Lecture 13 notes
Population Dynamics Part 2 (Dave Allan)
Refer to Ricklefs Ch. 10, 12
Main points: adding necessary complications of age, spatial, and temporal distributions to our original model from last time (Nt = λtN0) to make it more realistic
- Age-specific rates
- lx – survivorship function – probability of a newborn surviving until age x, with convention that l1=1
- mx / bx / fx – maternity/birth/fecundity function (all synonymous) – number of females born to a female of age x (Question: does that mean biologists should think it's crazy that most human populations are taught to prefer sons instead?)
- sx – survival rate – proportion of individuals of age x surviving the next year (x+1), or lx+1/lx= sx
- mortality rate = 1/sx
- These rates can be found using data (following a cohort in a certain population and seeing how many survive over the years, how many female offspring they produce, etc.)
- Structural implications
- When you look at a larger picture (more time), these vital rates and age structure determine population change
- R0 = net reproductive rate, or the number of daughters of a single individual in her lifetime = Σ(lxmx) from x=1 to max age
- From this we can calculate a mean generation time T=Σ(xlxmx)/ Σ(lxmx), a female’s age when she has her median daughter
- You can then estimate λ as well: λ=R01/T
- Consider that if the mean generation time T=1, the reproductive rate R0 would be equivalent to λ.

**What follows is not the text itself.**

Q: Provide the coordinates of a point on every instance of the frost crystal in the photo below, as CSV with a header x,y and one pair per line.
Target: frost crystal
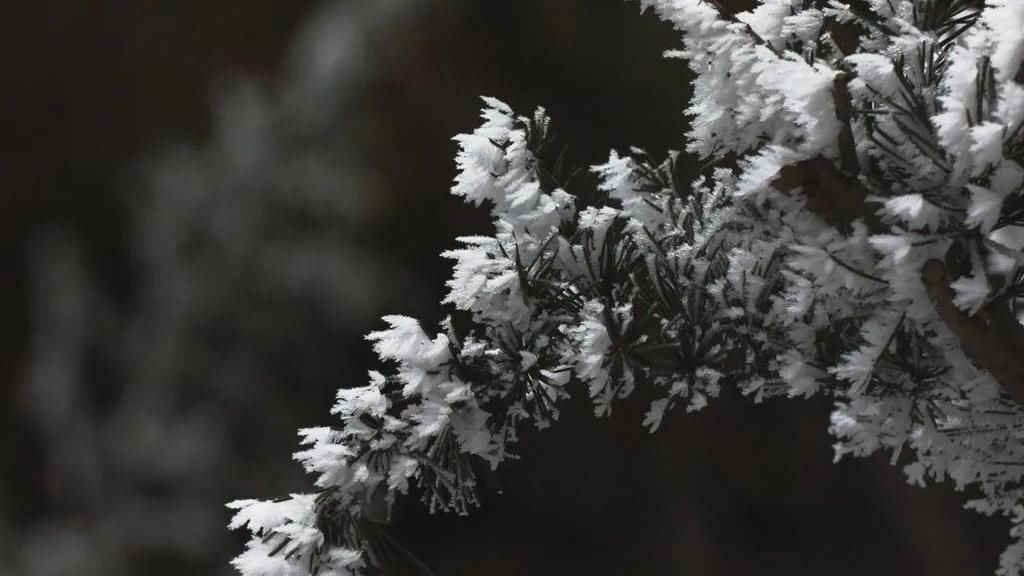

- If a population is under constant environmental conditions then, a stable age structure will develop. (in real life this doesn’t happen much)
- Populations with the same vital rates will always reach the same stable age distribution (SAD) regardless of where you start from.
- Alternative modeling method: Leslie Matrix to simplify running of demographic models → Nt=MtN0, where M is a Leslie matrix
- See http://en.wikipedia.org/wiki/Leslie_matrix for more
- The actual link to the site: Leslie_matrix
- An application of the Leslie Matrix model: population viability analysis (PVA)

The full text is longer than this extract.